The Digital World-Lab 4


Assigned: February 13
Due: Monday, February 23


These are some exercises on data compression.   You are to perform a number of simple experiments with the sample text, image, and audio files that I have provided, and then try as best you can to explain the results.  Huffman coding, which we explained in detail in class, can provide a good intuition for this and help you to explain most of the results in Exercise 1, but the actual lossless compression method that you have built in to your computer (zip) works on different principles.  Zip uses a dictionary-based approach and will compress well if it encounters long sequences of bytes that occur repeatedly in the file.  For example, if the bytes in the file are (represented here in decimal)
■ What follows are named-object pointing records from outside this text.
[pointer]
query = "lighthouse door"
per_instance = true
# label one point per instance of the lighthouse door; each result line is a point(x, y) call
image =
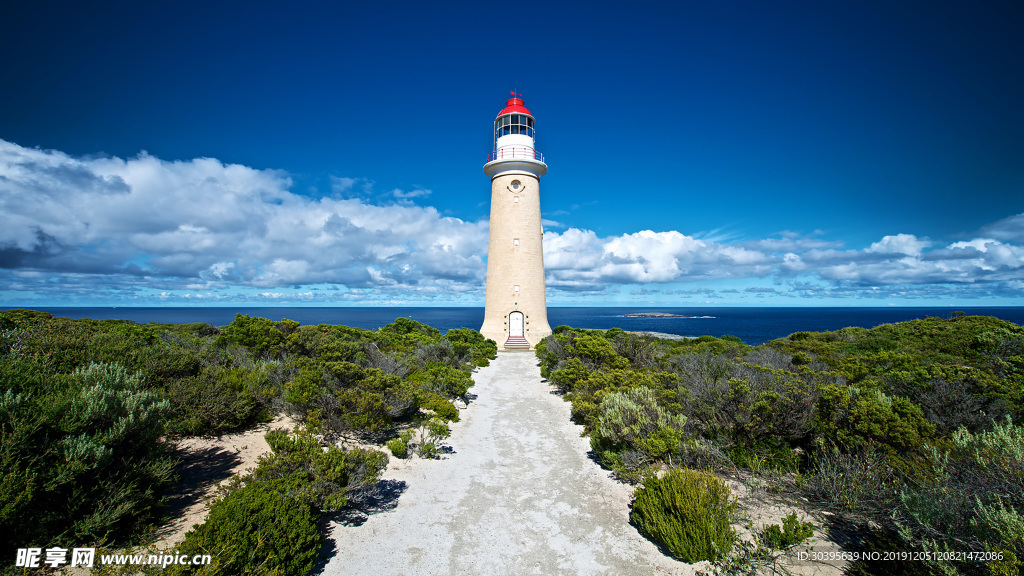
point(515, 324)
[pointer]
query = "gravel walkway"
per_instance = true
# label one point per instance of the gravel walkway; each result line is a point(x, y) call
point(517, 495)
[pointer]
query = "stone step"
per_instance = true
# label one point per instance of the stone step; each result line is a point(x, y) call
point(516, 342)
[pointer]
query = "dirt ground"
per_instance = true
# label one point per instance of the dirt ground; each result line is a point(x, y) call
point(517, 493)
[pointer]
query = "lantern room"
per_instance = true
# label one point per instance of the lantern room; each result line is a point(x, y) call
point(514, 132)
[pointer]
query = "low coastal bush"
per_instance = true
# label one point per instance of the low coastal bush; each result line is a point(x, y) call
point(788, 534)
point(689, 512)
point(399, 445)
point(256, 530)
point(85, 408)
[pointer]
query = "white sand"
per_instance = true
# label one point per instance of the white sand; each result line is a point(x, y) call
point(517, 496)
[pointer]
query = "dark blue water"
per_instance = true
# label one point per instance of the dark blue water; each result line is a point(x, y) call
point(753, 325)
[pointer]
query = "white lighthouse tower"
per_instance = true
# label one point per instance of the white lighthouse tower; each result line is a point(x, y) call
point(516, 310)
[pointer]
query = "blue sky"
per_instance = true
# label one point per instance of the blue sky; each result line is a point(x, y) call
point(330, 153)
0 1 2 .....255 0 1 2 ......255 0 1 2 ....255

repeated over and over again, zip will compress these to a very small file, whereas Huffman coding will not compress at all, since it  gives equal weight to all possible byte values.  (On the other hand, Huffman coding in which each pair of successive bytes is treated as a single symbol will perform very well).
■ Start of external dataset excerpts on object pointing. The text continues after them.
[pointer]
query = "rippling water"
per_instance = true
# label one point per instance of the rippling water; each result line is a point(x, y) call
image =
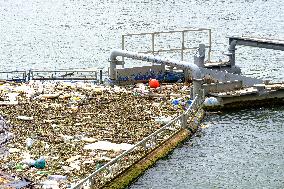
point(238, 149)
point(234, 150)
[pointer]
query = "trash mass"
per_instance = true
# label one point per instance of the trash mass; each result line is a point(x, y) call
point(51, 132)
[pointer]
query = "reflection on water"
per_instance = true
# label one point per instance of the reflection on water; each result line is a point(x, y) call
point(235, 150)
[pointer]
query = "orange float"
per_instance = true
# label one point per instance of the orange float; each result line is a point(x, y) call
point(153, 83)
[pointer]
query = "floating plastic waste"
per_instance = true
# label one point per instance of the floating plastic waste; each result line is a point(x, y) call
point(211, 101)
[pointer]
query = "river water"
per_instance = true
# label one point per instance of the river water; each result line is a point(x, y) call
point(242, 149)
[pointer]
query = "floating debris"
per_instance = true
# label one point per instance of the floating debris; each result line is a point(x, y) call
point(61, 128)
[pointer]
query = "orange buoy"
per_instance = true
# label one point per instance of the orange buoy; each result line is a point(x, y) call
point(153, 83)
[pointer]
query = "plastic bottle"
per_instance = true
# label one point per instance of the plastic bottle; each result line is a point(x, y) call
point(40, 163)
point(57, 177)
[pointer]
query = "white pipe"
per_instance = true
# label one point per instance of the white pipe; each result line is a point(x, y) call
point(196, 73)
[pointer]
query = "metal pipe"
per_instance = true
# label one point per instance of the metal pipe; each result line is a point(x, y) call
point(232, 49)
point(196, 73)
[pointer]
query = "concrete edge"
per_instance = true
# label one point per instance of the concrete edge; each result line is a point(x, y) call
point(137, 169)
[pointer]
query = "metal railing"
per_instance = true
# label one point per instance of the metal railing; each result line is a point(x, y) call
point(182, 49)
point(71, 74)
point(13, 76)
point(121, 162)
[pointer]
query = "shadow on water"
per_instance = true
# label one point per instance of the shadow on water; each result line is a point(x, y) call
point(235, 149)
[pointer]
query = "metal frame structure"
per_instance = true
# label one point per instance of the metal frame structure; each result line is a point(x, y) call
point(111, 169)
point(182, 49)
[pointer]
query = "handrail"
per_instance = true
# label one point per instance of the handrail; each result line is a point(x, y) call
point(183, 47)
point(142, 142)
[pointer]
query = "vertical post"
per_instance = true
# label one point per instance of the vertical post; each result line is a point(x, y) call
point(210, 44)
point(153, 43)
point(101, 76)
point(184, 120)
point(122, 47)
point(182, 44)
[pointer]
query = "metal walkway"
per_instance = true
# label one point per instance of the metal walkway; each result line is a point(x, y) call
point(259, 42)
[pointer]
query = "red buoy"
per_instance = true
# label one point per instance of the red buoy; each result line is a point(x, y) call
point(153, 83)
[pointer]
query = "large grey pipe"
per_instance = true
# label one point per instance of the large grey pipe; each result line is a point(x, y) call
point(196, 73)
point(232, 51)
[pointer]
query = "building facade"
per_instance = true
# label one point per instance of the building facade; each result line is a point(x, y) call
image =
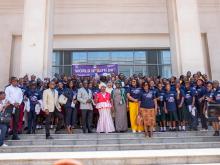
point(153, 37)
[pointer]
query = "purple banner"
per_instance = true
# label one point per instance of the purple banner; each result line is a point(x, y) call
point(91, 70)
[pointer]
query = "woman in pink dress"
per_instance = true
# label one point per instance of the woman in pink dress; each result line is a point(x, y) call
point(103, 104)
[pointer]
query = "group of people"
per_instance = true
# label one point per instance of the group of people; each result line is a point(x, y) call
point(110, 103)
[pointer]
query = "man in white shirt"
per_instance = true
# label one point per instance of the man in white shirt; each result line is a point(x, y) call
point(52, 108)
point(15, 97)
point(3, 127)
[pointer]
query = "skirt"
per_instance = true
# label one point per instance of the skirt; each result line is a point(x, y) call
point(105, 122)
point(149, 117)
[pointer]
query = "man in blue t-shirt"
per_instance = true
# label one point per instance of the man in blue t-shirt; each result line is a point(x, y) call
point(34, 96)
point(190, 105)
point(161, 116)
point(171, 107)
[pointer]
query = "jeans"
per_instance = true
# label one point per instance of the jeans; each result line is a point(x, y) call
point(32, 121)
point(70, 116)
point(57, 114)
point(87, 116)
point(3, 130)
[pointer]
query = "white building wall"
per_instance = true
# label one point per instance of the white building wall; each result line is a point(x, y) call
point(81, 24)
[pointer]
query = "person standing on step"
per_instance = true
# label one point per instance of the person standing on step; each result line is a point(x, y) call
point(14, 95)
point(70, 111)
point(215, 123)
point(133, 95)
point(181, 108)
point(189, 100)
point(171, 107)
point(161, 116)
point(119, 101)
point(34, 97)
point(3, 126)
point(103, 104)
point(51, 108)
point(148, 108)
point(85, 97)
point(208, 99)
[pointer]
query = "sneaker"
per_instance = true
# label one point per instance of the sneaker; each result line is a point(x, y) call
point(4, 145)
point(164, 129)
point(49, 137)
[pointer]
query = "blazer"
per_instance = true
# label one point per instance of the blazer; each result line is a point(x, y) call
point(83, 96)
point(50, 100)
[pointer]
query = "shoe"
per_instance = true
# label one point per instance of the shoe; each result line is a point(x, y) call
point(216, 133)
point(4, 145)
point(146, 134)
point(15, 138)
point(28, 132)
point(150, 134)
point(49, 137)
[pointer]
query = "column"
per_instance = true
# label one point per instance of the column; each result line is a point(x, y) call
point(185, 36)
point(37, 38)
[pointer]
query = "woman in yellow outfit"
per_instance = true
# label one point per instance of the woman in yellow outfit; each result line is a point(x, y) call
point(133, 96)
1.  The sample files for this exercise consist of (a) the text of The Telltale Heart; (b) a file consisting of ten thousand randomly-generated ASCII characters; (c) bitmapped images of three paintings, along with a bitmapped image that is entirely blue; (d) our wave file of a brief passage played on the flute; (e) a square wave (the solution to one of the problems in Lab 2).

Download each of these files, compress it, note both the original file size and the size of the compressed file, and compute the compression ratio.  Try to explain the different compression ratios obtained for the various text files, various image files, and various audio files.
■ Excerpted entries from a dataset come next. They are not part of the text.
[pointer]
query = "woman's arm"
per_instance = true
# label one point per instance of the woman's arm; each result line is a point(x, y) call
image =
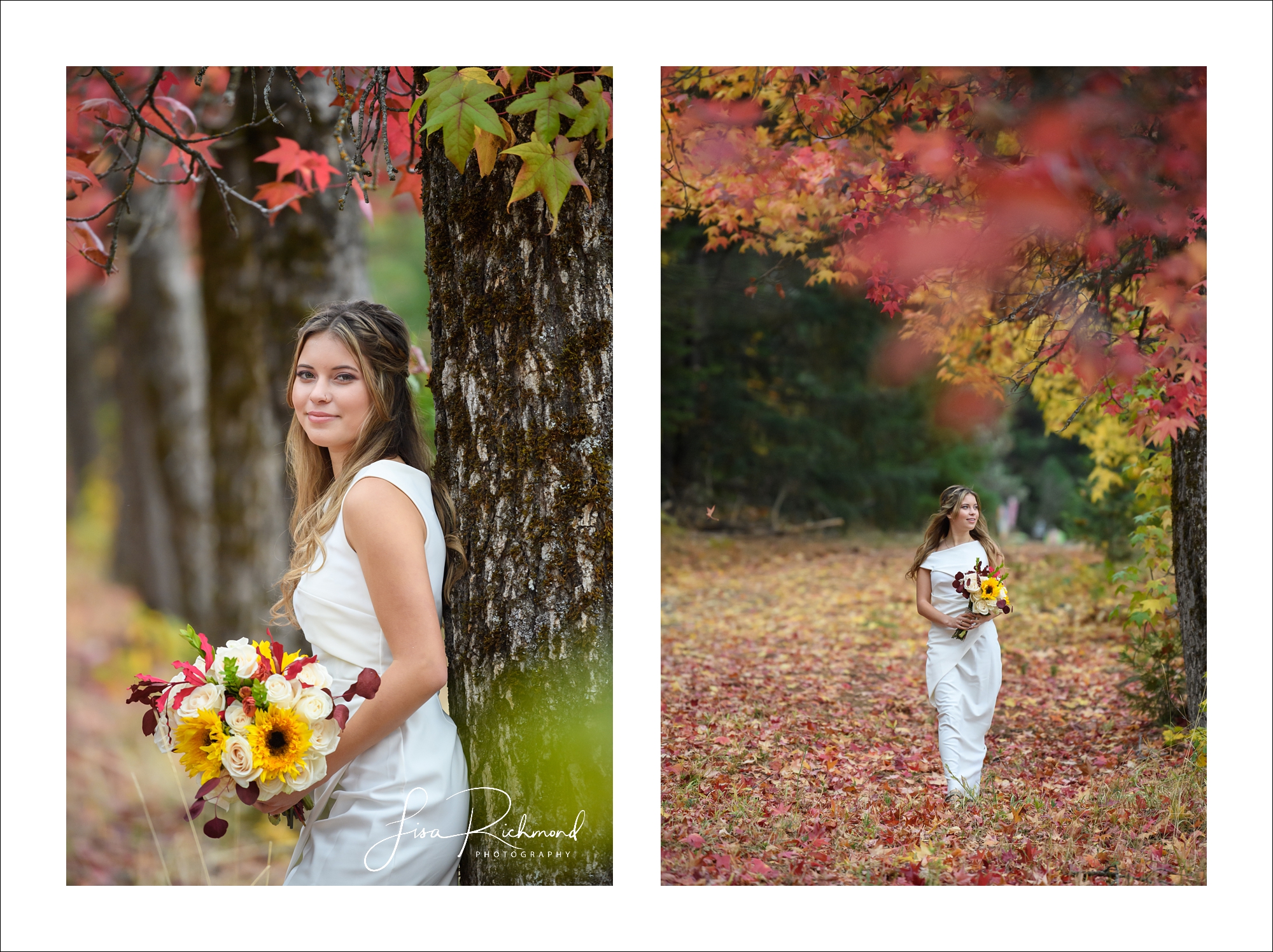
point(925, 606)
point(386, 530)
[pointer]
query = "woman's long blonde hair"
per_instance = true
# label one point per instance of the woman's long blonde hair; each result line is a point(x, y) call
point(380, 342)
point(940, 528)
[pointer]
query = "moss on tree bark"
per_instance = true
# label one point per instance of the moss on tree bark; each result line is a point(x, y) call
point(521, 337)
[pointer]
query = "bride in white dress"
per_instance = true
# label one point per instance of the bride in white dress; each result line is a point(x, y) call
point(964, 675)
point(376, 554)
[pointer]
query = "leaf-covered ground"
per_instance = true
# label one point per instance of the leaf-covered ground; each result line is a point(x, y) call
point(799, 746)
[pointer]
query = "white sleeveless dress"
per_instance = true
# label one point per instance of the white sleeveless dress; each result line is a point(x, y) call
point(964, 676)
point(398, 814)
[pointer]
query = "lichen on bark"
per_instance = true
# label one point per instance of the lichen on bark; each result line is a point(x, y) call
point(521, 346)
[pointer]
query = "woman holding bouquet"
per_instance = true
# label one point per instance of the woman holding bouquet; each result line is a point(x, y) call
point(964, 671)
point(375, 557)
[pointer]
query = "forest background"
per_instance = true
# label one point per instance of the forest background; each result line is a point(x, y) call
point(1038, 236)
point(209, 212)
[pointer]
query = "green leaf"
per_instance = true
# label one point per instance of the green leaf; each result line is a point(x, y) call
point(458, 113)
point(551, 101)
point(449, 77)
point(193, 638)
point(548, 171)
point(594, 116)
point(231, 679)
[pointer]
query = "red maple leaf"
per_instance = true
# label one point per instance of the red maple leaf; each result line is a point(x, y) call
point(277, 195)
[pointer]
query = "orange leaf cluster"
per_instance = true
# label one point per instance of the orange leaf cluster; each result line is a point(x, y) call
point(973, 203)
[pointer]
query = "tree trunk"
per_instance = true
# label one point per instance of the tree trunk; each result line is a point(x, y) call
point(521, 332)
point(165, 544)
point(1190, 554)
point(83, 394)
point(258, 288)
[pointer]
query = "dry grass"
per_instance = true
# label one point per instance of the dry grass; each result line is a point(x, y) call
point(110, 637)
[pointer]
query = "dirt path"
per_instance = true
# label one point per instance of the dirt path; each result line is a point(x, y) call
point(799, 746)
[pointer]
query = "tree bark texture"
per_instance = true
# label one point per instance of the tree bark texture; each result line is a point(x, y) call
point(165, 544)
point(259, 287)
point(1190, 554)
point(521, 332)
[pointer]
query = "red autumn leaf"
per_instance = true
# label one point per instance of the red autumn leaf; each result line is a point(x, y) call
point(412, 184)
point(80, 175)
point(85, 240)
point(249, 795)
point(366, 687)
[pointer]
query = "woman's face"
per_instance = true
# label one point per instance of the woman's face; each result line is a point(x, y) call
point(966, 514)
point(329, 394)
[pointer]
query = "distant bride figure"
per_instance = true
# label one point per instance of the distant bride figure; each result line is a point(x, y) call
point(376, 554)
point(963, 676)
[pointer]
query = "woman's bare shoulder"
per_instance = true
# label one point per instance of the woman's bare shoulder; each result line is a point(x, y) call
point(377, 508)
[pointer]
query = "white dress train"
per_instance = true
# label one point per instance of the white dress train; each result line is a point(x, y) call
point(964, 676)
point(398, 814)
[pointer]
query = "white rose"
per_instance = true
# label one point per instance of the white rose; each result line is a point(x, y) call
point(324, 736)
point(237, 759)
point(314, 704)
point(315, 675)
point(237, 718)
point(314, 769)
point(279, 692)
point(164, 735)
point(244, 655)
point(203, 698)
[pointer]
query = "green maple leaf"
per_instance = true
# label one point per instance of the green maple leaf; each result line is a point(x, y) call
point(594, 116)
point(459, 111)
point(548, 170)
point(549, 102)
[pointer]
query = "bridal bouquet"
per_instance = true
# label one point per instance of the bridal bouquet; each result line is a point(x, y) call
point(985, 590)
point(248, 718)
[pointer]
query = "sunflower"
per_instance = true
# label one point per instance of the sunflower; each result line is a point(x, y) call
point(200, 741)
point(281, 741)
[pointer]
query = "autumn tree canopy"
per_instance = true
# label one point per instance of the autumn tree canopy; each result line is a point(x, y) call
point(132, 127)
Solution:  The exact results may vary depending upon exactly how the compression algorithm used by your computer functions.  I obtained the following results:

File
Original Size
Compressed Size
Compression Ratio
Telltale Heart
11,176 bytes
5,000 bytes
44.7%
Random Text
9,999 bytes
8,412 bytes
84.1%
Blue bitmap
645,102 bytes
1,157 bytes
0.18%
Flute
72,244 bytes
42,218 bytes
58.4%
Square Wave
28,204 bytes
338 bytes
1.2%

First let's try to account for the files that compress to very small sizes:  Zip looks for long sequences of bytes that occur repeatedly in files.  Since both the blue bitmap file and the square wave file consist of the same of bytes repeated many times over, there is a lot of compression.  Note that Huffman coding would also work well for this example, since the bitmap uses only three byte values (see 3 below) and the square wave only two.  But Zip works better.  The opposite extreme is the random text:  There is not a lot of repetition of long patterns, and every one of the 95 printable characters appears with equal frequency.  We could actually encode 95 characters with seven, rather than eight bits, and indeed, the compression ratio is close to 7/8.   Note that Huffman coding would do as badly.

For the intermediate examples,  the English text and the flute, there is a good deal of repetition (common words, the same cycle repeated for as long as a note is held) and so there is a respectable amount of compression.

2.  (a) What happens if you try to compress a file that already has been compressed?  Neither Mac OS nor Windows will let you take a file of type .zip and try to compress it, but you can trick the operating system by renaming the files---for instance, just change the '.zip' to .txt'.  This doesn't change the bytes in the file at all, but you can now go ahead and apply zip again.  Do this with several of the zip files you created in Exercise 1.  Note the results, and try to account for them.

Solution: When I tried this with the zipped version of the random text file, it actually INCREASED in size to about 8900 bytes;and when I tried it with the blue bitmap, it actually did decrease further, to 457 bytes.  But when I tried to compress this yet another time, the file size increased back to 573 bytes.

*(b) Explain why it is not possible to devise a data compression method that is guaranteed to reduce the size of every file.

If this were possible, you could repeatedly compress the file and reduce it to 0 bytes!

3. Suppose we applied Huffman coding to the .bmp file that is entirely blue.  What would the size of the compressed file be?  (For purposes of this problem, you can assume that the .bmp file consists EXCLUSIVELY of the encodings of the pixels, and ignore the 54-bit header.)

We would have 2/3 of the bytes equal to 255 and 1/3 of the bytes equal to 0.  Huffman coding would choose just one bit for each of the possible values, so the file would compress to 1/8 of its original size.  Note that Zip gives a better result because it works with long sequences of bytes.